One of the rules for checkstyle that I have a love/hate relationship with is in the Class Design section - Design For Extension. I've often found myself turning it off because it is annoying to follow to a 'T' - especially on large legacy projects where it isn't followed (having a bajillion warnings from check style makes it harder to fix any of them).
That said, its a rather simple rule:
The exact rule is that nonprivate, nonstatic methods of classes that can be subclassed must
- be abstract or
- be final or
- have an empty implementation.
If you can subclass a class, you should make it so that it can be extended in a meaningful way.
"Wait," you say, "This is rule is about public non-static methods that either must be abstract, final, or have an empty implementation. What does this have to do with a final class?"
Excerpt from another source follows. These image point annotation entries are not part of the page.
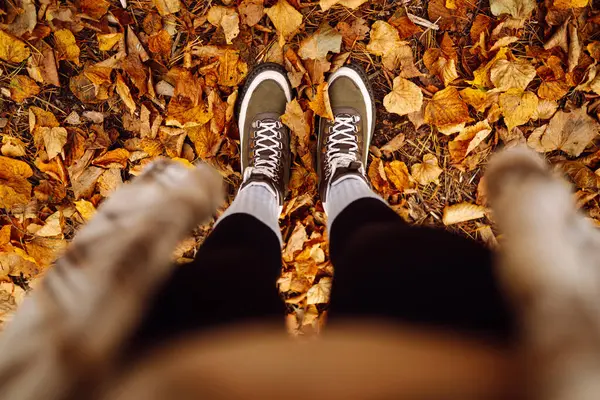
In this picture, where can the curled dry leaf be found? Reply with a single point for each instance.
(106, 41)
(428, 171)
(167, 7)
(12, 49)
(22, 87)
(569, 132)
(66, 46)
(468, 140)
(405, 97)
(446, 110)
(298, 122)
(227, 18)
(518, 107)
(324, 40)
(462, 212)
(251, 11)
(286, 20)
(320, 102)
(397, 173)
(519, 9)
(515, 74)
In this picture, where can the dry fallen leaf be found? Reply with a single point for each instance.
(520, 9)
(66, 46)
(446, 110)
(518, 107)
(22, 87)
(428, 171)
(286, 19)
(12, 49)
(405, 97)
(569, 132)
(227, 18)
(320, 103)
(324, 40)
(515, 74)
(462, 212)
(251, 11)
(468, 140)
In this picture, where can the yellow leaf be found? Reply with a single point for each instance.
(481, 76)
(446, 110)
(227, 18)
(566, 4)
(405, 97)
(54, 140)
(12, 49)
(517, 107)
(166, 7)
(515, 74)
(320, 102)
(517, 8)
(85, 209)
(52, 226)
(569, 132)
(352, 4)
(428, 171)
(22, 87)
(125, 94)
(468, 140)
(319, 293)
(397, 173)
(462, 212)
(286, 20)
(66, 46)
(324, 40)
(296, 119)
(106, 41)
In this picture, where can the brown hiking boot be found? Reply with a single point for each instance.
(264, 140)
(344, 142)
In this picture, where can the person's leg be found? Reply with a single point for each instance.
(233, 278)
(382, 266)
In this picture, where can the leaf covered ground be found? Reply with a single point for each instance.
(91, 91)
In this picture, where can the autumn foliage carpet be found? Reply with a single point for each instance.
(91, 91)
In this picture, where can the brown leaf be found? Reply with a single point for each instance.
(405, 97)
(517, 107)
(320, 102)
(66, 46)
(160, 43)
(519, 9)
(166, 7)
(227, 18)
(468, 140)
(462, 212)
(397, 173)
(353, 32)
(116, 158)
(22, 87)
(569, 132)
(446, 110)
(298, 122)
(286, 20)
(428, 171)
(251, 11)
(515, 74)
(12, 49)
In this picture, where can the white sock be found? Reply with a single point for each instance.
(344, 192)
(258, 200)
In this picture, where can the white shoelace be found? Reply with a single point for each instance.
(343, 134)
(267, 143)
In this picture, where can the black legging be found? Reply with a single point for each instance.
(383, 268)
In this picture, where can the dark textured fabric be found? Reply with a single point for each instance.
(383, 268)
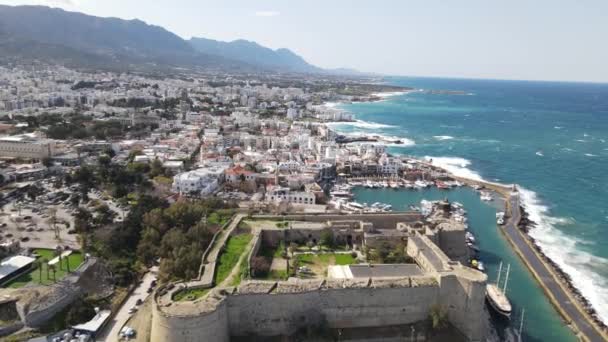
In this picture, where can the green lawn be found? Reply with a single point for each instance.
(318, 263)
(189, 295)
(327, 259)
(38, 277)
(235, 246)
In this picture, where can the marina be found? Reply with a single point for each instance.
(542, 323)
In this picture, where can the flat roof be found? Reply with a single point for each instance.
(12, 264)
(374, 271)
(95, 323)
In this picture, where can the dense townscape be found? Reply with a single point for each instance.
(217, 206)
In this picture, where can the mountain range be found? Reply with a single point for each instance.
(56, 35)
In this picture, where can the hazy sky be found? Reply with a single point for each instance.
(508, 39)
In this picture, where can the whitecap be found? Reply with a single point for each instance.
(443, 137)
(331, 104)
(360, 124)
(386, 140)
(391, 93)
(455, 165)
(585, 269)
(562, 250)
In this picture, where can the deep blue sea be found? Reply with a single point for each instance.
(550, 138)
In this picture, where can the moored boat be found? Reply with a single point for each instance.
(497, 298)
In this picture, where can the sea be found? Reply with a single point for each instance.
(550, 138)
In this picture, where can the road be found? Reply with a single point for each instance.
(112, 329)
(561, 297)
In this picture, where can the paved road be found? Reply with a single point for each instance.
(579, 320)
(112, 329)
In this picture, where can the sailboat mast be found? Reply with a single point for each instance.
(504, 289)
(521, 323)
(498, 276)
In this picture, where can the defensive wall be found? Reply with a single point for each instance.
(271, 308)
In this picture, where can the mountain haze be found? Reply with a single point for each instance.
(54, 35)
(253, 53)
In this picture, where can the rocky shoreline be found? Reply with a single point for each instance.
(524, 225)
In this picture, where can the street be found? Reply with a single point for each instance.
(112, 329)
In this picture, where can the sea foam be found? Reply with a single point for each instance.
(584, 268)
(443, 137)
(581, 266)
(359, 124)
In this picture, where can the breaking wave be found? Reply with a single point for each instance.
(584, 268)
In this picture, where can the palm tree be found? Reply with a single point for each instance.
(37, 264)
(58, 252)
(54, 270)
(47, 268)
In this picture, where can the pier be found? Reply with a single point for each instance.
(560, 296)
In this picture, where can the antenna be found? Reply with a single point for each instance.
(498, 276)
(521, 323)
(504, 289)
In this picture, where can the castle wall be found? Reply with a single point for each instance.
(452, 243)
(379, 221)
(207, 327)
(464, 301)
(284, 314)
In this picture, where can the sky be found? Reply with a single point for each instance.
(500, 39)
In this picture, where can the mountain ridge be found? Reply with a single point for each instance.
(34, 32)
(254, 53)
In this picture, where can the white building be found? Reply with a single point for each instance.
(280, 194)
(202, 181)
(27, 147)
(290, 166)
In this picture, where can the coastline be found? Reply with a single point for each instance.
(560, 276)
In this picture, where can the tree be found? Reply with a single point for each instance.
(58, 252)
(260, 266)
(37, 264)
(47, 162)
(53, 221)
(54, 270)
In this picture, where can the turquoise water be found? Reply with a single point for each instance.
(542, 322)
(550, 138)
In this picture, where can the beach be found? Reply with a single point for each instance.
(444, 142)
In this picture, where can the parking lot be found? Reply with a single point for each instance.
(47, 221)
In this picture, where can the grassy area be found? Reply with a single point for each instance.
(318, 263)
(243, 273)
(220, 217)
(235, 246)
(276, 275)
(190, 295)
(45, 276)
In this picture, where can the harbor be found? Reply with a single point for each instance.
(541, 323)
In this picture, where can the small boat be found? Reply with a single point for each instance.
(497, 297)
(500, 218)
(486, 196)
(470, 237)
(420, 184)
(475, 249)
(441, 185)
The exact rule is that non private, non static methods of classes that can be subclassed must ...
If you leave a class non-final, you are saying that it can be subclassed in a meaningful way. If it can't, then it shouldn't be able to be subclassed.
By making a class final, you are making it just a little bit harder for your co-worker to tinker with its innards by making a subclass that exposes all the methods that are implementation specific. There are few things as wonderful as tracking down a bug because an immutable you wrote was subclassed to become mutable - trust me on this.
Designing for inheritance is costly. It takes extra thought to make sure that you are doing it right. That someone else won't mess it up. By saying final class
you are avoiding all of that and saying "no - this cannot be inherited" and making it that much easier to reason about.
If you are not spending the time to design the class for extensibility, the appropriate thing to do is make sure no one makes the mistake working from the belief that the class is extensible.